Через год, наверно, после смерти Синявского она заболела. Почти не двигалась, почти не ела. Ветеринар сказал, – «ну дескать, что поделать, кошка немолодая». А мы предложили свезти её к нашей ветеринарке для второго мнения. И наша ветеринарка посмотрела её – пока она Каспарку смотрела, у Марьи слёзы выступили – пробормотала «кошка Синявского» – а ветеринарка сделала анализ крови, за лапы подёргала и говорит, что у Каспарки ужасные боли в суставах, артроз, оттого и не ест. И облегчить можно – и поживёт ещё кошка... С год, наверно, пожила.

Марья писала статьи, стояла у типографского станка – выпускала «Синтаксис» и печатала графоманов, чтоб на издание «Синтаксиса» заработать, шила себе и некоторым корпулентным подругам платья-балахоны, варила чечевичную похлёбку, работала с Синявским – обсуждала написанное, редактировала, а некоторые статьи Синявского в большой мере написала Марья... И на стареньком компьютере, на макинтошике с крошечным экраном кое-как научилась... И Синявскому, который умел только печатать, показывала высший пилотаж – переставляла абзацы, когда было нужно!

Они относительно много времени проводили в России, общались с уймой народу. В девяностые, когда была жадность к информации, когда ещё все были живы – и свидетели времени, и участники борьбы, те, кто посмели, – Синявского с Марьей много приглашали, интервьюировали. Нужно всё это было, конечно, Марье – бурное общение, общественный интерес – публичность, – и главное, – чтоб любили и помнили Синявского...

А Андрею Донатычу – ему был нужен собственный стол с компом. Как и у Васьки, у него всё время в голове вертелось – работать, работать, успеть...

После ужина у нас, часов в 11 он напоминал Марье, что наутро рано вставать – садиться за тот самый письменный – «вас положат на обеденный, а меня на письменный».

И при всём при том был у него очевидный интерес к людям, в каком-то смысле больший, чем у Марьи. Синявский задавал вопросы о самых невероятных вещах, то есть о вещах, про которые было совсем непонятно, почему они вообще его интересуют.

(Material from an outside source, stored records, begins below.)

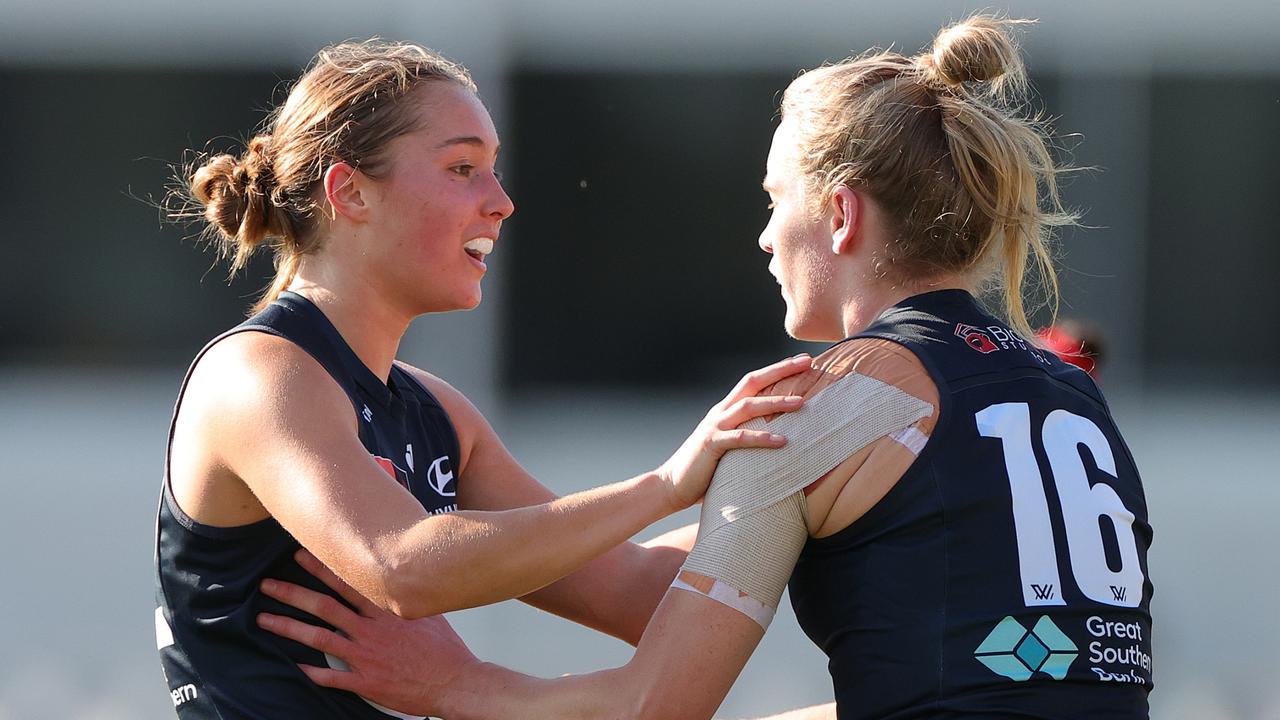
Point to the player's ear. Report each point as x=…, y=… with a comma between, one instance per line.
x=344, y=188
x=846, y=214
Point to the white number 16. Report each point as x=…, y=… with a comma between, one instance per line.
x=1083, y=505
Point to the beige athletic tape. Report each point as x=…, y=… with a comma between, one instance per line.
x=833, y=424
x=753, y=523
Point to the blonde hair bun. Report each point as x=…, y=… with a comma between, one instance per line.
x=978, y=49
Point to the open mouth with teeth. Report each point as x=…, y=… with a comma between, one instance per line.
x=479, y=247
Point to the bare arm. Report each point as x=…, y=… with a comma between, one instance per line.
x=275, y=420
x=816, y=712
x=424, y=668
x=616, y=592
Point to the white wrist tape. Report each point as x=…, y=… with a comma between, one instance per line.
x=753, y=523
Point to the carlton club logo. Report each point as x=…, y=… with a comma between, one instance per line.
x=977, y=338
x=439, y=475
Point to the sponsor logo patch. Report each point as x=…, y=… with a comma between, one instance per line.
x=1015, y=652
x=977, y=338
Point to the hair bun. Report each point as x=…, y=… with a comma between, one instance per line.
x=978, y=49
x=222, y=186
x=238, y=199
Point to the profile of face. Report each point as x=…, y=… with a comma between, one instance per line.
x=435, y=210
x=800, y=244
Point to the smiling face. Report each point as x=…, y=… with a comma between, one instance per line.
x=800, y=244
x=437, y=210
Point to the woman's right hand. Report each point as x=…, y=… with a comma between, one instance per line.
x=690, y=469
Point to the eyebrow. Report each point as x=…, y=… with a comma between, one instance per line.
x=462, y=140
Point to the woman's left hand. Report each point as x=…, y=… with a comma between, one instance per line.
x=402, y=664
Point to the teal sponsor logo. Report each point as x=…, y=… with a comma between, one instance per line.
x=1018, y=654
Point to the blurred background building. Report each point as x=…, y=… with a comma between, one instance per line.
x=627, y=291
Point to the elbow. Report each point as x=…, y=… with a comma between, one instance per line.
x=407, y=589
x=653, y=701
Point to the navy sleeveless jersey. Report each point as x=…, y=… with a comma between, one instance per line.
x=1005, y=574
x=216, y=661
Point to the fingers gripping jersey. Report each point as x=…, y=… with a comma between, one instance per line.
x=1005, y=574
x=218, y=664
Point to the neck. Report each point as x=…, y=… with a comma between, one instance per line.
x=863, y=306
x=370, y=324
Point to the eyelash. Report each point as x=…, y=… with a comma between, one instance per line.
x=466, y=169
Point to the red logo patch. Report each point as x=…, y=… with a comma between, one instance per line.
x=396, y=473
x=977, y=338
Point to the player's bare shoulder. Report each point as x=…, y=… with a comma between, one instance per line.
x=853, y=487
x=469, y=423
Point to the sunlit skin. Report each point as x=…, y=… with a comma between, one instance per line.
x=394, y=245
x=827, y=265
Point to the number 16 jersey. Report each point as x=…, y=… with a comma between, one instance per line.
x=1005, y=574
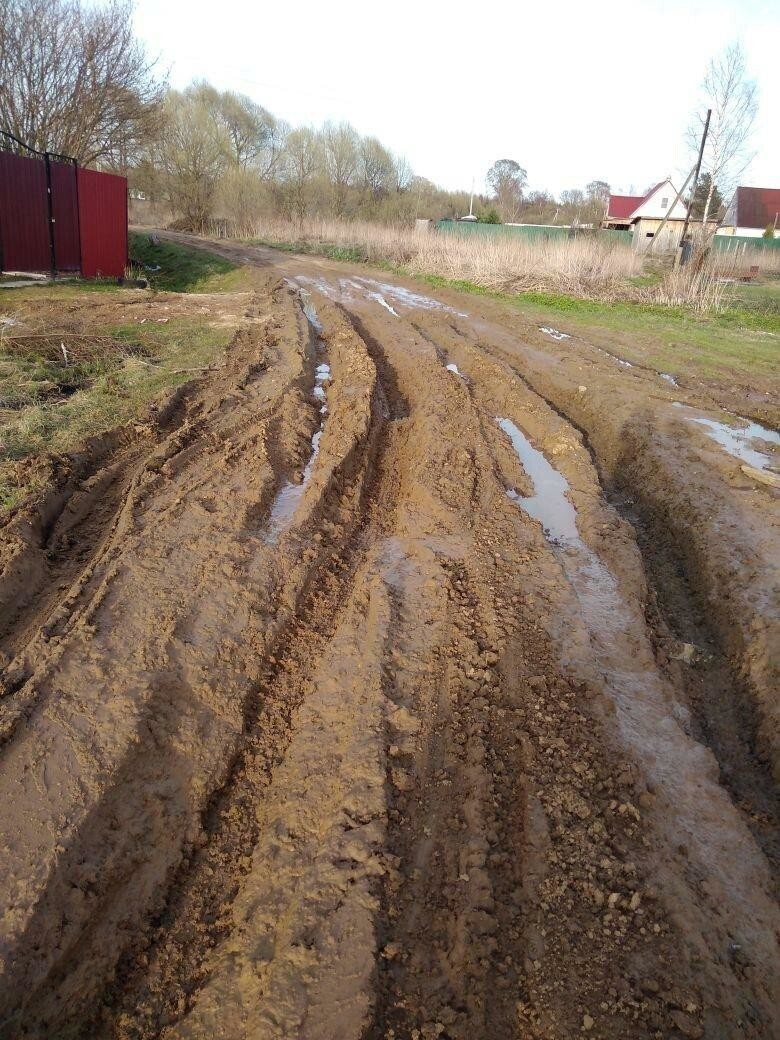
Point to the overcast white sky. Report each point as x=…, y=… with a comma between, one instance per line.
x=572, y=91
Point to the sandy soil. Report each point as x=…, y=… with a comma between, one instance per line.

Если бы к примеру, мы не подняли его насмех с вопросом о перестановке руля при переезде в Англию, ему вполне можно было бы впарить историю о том, как это делается, и он бы слушал с вниманием. И если б и не верил, – ему было б интересно слушать это очевидное враньё.

Разговоры с Синявским – сродни «Голосу из хора», «Мыслям врасплох» – промелькам, фразам. И я перекатываю, вспоминаю, наслаждаясь, эти разговоры в тёмной машине на этих пяти километрах от нас до них на заднем сиденье, – Марья на переднем.

– Больше всего я люблю запах мокрой псины и старых книг.

Каспарка однажды заболела, – какое-то воспаление во рту, кажется. Котов-кошек в большинстве случаев ужасно мучительно лечить – собаке легче дать лекарство, а кошку один держит, другой запихивает таблетку. Каспарка шипела, не давалась... Синявский жалел её очень.

– Человек заболеет, в больницу попадёт – он знает, что либо выздоровеет, либо помрёт, а кошка не знает...

Рассказывал, как в одном из их путешествий на север в какой-то деревне спаниель Осечка забежал на поле, где лошади паслись, и местные закричали, что очень опасно, что лошади могут затоптать его, приняв за медвежонка.

Вообще рассказы про Осечку были совершенно удивительные, и вот – пустые руки… Я помню обрывки, ошмётки, и Марья многое позабыла, и успела ли записать в книжке «Абрам да Марья», с которой точно при жизни не расстанется… Егору потом разбираться…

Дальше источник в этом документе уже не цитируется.